Évidemment, c’est un lieu commun, pour s’hydrater il faut boire et qui plus est de l’eau, la moins minéralisée possible. Attention, point n’est question de se noyer ! Il est aussi possible d’opter pour des infusions froides (menthe, mélisse…), de préparer des eaux aromatisées (un filet de citron par exemple).  Mais le meilleur moyen de bénéficier d’une eau vivante est de consommer fruits et légumes de saison, hautement gorgés en eau (de l’ordre des 70/80 %), à absorber sous toutes les formes y compris en jus à allonger éventuellement d’eau.

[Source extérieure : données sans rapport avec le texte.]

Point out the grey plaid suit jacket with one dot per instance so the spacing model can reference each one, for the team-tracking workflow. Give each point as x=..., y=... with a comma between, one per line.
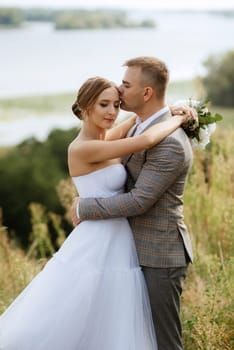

Par contre, limitez les boissons alcoolisées et le café qui déshydratent, tout comme les boissons à base de fruits industrielles et les sodas qui sont d’effroyables sources de sucre. Point de salut du côté des prétendus light car les édulcorants sont aussi redoutables, nous en reparlerons. Enfin, évitez de choisir des boissons glacées, qui sont un véritable choc pour l’organisme.